İLKAY ADALIOĞLU
Bilal Oğuz, iktidarın ikramiyeyi bir lütuf gibi sunmasının, toplumdaki ekonomik farkındalığı küçümsemek anlamına geldiğini ifade ederek şu değerlendirmede bulundu:
“2018 yılında bin TL alan emekli, aynı miktarla kurban kesebiliyordu. Bugün 4 bin TL veriliyor ama en düşük kurbanlık fiyatı 13 bin TL’ye dayanmış durumda. Yani emekliye verilen artış, reel anlamda hiçbir karşılık üretmiyor. Aksine, emekli kurbanı değil, faturaları ve borçları düşünüyor. Mersin gibi hem turizm hem liman şehri olan bir yerde, gıda ve kira fiyatları Türkiye ortalamasının çok üzerinde.
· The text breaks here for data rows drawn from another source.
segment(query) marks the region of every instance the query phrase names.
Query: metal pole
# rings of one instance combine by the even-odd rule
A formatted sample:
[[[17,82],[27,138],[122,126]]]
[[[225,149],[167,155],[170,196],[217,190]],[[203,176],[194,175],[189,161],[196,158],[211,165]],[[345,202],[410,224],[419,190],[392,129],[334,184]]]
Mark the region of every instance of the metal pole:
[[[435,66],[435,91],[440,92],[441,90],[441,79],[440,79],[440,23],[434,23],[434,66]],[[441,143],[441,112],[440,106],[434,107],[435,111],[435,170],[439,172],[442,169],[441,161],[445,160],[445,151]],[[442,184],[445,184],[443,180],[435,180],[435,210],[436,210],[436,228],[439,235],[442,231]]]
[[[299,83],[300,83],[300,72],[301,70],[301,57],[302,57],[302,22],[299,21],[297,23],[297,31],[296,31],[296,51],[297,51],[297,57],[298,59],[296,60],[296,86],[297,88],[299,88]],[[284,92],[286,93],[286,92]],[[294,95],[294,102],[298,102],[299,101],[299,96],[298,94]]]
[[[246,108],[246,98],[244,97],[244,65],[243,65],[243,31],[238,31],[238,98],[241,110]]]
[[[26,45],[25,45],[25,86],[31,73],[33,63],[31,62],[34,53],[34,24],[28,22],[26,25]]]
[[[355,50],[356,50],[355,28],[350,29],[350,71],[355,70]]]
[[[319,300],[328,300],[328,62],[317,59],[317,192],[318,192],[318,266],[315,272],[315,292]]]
Emekli maaşıyla bu şehirde yaşamak, artık neredeyse matematiksel olarak imkânsız. İnsanlar klimasını çalıştırmıyor çünkü elektrik faturasından korkuyor. Devlet, vatandaşına onurlu bir yaşam sunmakla yükümlüdür. Bayramlarda verilen ikramiyeler bir dayanışma örneği değil, yılların birikimini görmezden gelmenin itirafıdır. Sosyal devletin görevi, emekliyi torununa mahcup eden değil; ona güven veren sistem kurmaktır. Biz Saadet Partisi olarak, emeklilerimizi seçimden seçime hatırlayan bir anlayışa değil; her gün geçimi önceleyen bir adalet sistemine inanıyoruz. Bugünkü ikramiye düzeni değil, yeni bir ekonomik ahlak gereklidir. Mersin’den Türkiye’ye çağrımız şudur: Hakkaniyetin olmadığı yerde huzur olmaz. Biz bu dengeyi kurmaya talibiz.”